So it was that on June 24, working with A-list producer Don Was,
rock singer Jon Bon Jovi and his longtime guitarist Richie Sambora,
Madadian recorded a propulsive cover of "Stand by Me," the old Ben
E. King classic, with lyrics in Farsi and English. Although "Stand
by Me" -- or, if you prefer, "Ma Yeki Hastim," which translates as
"We Are One" -- is no protest anthem, it appears to have struck a
chord, judging by its combined 600,000 hits on YouTube and other sites.
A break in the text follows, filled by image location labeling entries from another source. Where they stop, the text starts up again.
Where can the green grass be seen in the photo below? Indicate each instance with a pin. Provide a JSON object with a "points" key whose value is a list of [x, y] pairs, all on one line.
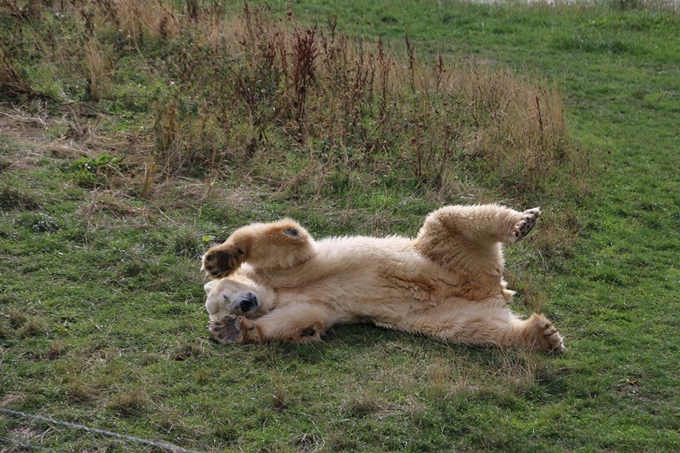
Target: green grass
{"points": [[101, 316]]}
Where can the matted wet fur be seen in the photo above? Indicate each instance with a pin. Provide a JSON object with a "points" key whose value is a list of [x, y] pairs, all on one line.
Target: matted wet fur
{"points": [[273, 281]]}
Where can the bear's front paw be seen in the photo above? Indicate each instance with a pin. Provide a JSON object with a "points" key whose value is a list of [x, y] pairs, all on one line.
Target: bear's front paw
{"points": [[225, 330], [222, 260], [526, 223]]}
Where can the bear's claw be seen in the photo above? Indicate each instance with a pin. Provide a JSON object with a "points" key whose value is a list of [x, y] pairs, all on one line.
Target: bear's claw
{"points": [[525, 225]]}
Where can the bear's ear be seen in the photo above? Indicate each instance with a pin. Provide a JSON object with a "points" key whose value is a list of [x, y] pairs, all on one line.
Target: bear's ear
{"points": [[208, 286]]}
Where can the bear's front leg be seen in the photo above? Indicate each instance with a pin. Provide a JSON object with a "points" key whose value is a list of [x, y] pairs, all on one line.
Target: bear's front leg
{"points": [[279, 244], [297, 323]]}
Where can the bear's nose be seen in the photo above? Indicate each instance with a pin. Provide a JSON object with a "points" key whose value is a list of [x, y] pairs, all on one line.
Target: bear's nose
{"points": [[248, 302]]}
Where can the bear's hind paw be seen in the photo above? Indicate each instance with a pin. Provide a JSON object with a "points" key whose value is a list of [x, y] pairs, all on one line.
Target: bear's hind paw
{"points": [[526, 223]]}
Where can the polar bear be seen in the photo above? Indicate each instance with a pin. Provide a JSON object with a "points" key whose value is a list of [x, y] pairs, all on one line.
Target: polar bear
{"points": [[273, 281]]}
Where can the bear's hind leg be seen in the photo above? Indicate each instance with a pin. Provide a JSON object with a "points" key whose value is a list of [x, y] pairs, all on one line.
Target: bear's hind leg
{"points": [[281, 244], [482, 225], [525, 224]]}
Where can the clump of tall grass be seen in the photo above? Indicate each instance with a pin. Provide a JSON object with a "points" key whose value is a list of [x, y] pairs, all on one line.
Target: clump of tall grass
{"points": [[306, 111], [261, 92]]}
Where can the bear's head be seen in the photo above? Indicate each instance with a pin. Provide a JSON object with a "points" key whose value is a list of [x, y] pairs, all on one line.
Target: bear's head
{"points": [[237, 295]]}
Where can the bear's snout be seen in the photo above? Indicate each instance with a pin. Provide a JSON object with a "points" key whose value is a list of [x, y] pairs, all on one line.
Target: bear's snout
{"points": [[247, 302]]}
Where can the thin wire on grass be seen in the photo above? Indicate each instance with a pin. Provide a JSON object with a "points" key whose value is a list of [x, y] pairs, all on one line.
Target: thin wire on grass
{"points": [[163, 445]]}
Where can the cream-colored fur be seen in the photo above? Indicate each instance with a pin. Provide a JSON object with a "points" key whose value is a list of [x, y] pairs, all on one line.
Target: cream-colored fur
{"points": [[274, 281]]}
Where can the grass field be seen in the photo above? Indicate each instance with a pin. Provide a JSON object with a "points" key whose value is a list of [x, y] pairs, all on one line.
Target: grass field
{"points": [[134, 137]]}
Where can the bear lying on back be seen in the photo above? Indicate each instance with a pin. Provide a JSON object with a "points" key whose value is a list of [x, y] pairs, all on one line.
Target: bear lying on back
{"points": [[273, 281]]}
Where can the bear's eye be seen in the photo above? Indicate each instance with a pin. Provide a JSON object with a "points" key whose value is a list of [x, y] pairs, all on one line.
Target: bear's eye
{"points": [[291, 232]]}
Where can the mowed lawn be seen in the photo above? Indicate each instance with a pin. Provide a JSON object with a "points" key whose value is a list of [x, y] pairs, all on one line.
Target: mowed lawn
{"points": [[102, 321]]}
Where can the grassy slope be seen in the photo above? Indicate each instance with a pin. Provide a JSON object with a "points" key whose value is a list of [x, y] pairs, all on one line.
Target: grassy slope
{"points": [[104, 353]]}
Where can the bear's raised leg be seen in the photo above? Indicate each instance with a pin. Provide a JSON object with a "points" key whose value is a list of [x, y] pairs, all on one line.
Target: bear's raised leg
{"points": [[482, 325], [297, 323], [268, 245], [467, 240], [476, 225]]}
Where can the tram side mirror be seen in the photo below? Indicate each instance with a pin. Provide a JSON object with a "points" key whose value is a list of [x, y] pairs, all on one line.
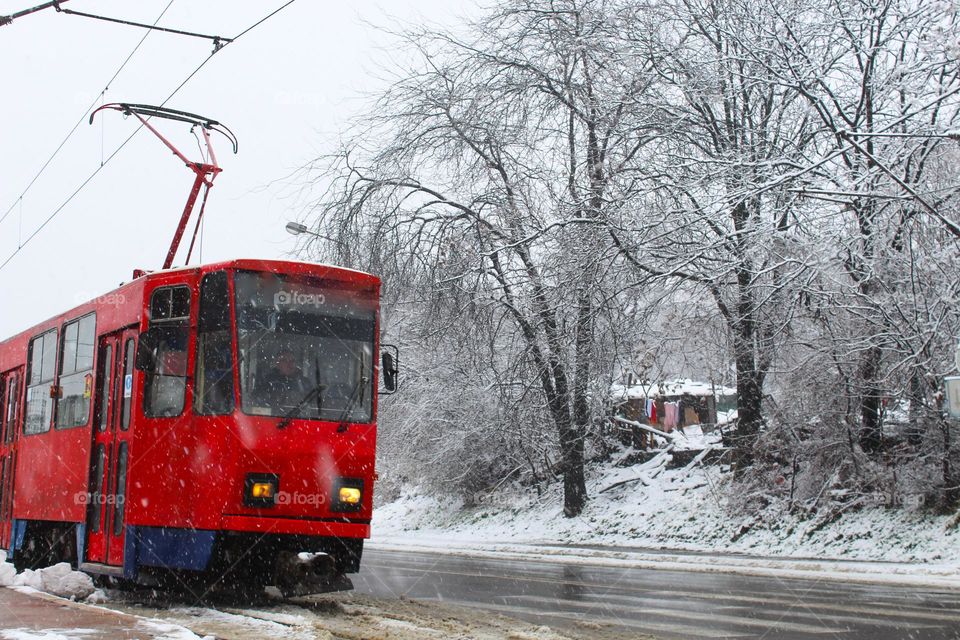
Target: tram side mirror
{"points": [[388, 367], [146, 359]]}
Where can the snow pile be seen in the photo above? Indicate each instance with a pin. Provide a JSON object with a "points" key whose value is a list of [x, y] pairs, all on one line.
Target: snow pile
{"points": [[7, 573], [169, 631], [655, 507], [59, 580]]}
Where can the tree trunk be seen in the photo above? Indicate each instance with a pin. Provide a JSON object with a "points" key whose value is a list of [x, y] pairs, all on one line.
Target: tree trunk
{"points": [[871, 435]]}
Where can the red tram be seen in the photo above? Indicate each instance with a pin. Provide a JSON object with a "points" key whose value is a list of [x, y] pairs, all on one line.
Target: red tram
{"points": [[213, 420]]}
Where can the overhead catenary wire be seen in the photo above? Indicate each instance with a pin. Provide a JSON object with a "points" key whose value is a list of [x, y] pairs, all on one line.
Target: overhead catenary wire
{"points": [[93, 174], [218, 41], [83, 117]]}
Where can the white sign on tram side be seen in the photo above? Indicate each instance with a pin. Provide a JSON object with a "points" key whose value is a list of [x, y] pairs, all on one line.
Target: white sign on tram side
{"points": [[951, 386]]}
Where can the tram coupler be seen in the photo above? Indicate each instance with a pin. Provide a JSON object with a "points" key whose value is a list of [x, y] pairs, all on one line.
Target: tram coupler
{"points": [[301, 574]]}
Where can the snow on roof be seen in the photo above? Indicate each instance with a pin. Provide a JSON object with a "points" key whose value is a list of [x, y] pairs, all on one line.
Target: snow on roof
{"points": [[669, 388]]}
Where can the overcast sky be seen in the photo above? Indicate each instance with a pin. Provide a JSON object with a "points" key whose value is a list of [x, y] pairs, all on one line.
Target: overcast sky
{"points": [[287, 89]]}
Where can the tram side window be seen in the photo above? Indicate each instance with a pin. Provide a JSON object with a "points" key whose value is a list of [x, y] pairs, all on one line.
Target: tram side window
{"points": [[76, 372], [12, 409], [214, 370], [42, 358], [165, 383]]}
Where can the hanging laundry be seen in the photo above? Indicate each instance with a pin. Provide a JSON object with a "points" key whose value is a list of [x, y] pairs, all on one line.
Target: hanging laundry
{"points": [[670, 413]]}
"You can say that the mere fact that I'm singing is making a political
statement, because my music is banned" in Iran, Madadian said --
adding, with a smile, that his work still circulates there via
pirated copies.
"I think the youth in Iran, more than anything, they want to have
the freedom of thought, which is Internet, which is cinema, which
is music," he continued. "And we're trying to say, 'We hear you,
we sympathize, we're trying to get it to you.' "
In recent days, Iranian expatriate writers, poets, artists, filmmakers
and performers, a large number of whom make their homes in Southern
California, have been riveted by the situation unfolding in their
homeland. A few have spoken out publicly, denouncing the regime of
Iranian President Mahmoud Ahmadinejad.
Others, like Madadian, have responded to the turmoil by making work
that expresses a more generalized solidarity with Iran's people,
conveying messages more subliminal and elliptical than overt.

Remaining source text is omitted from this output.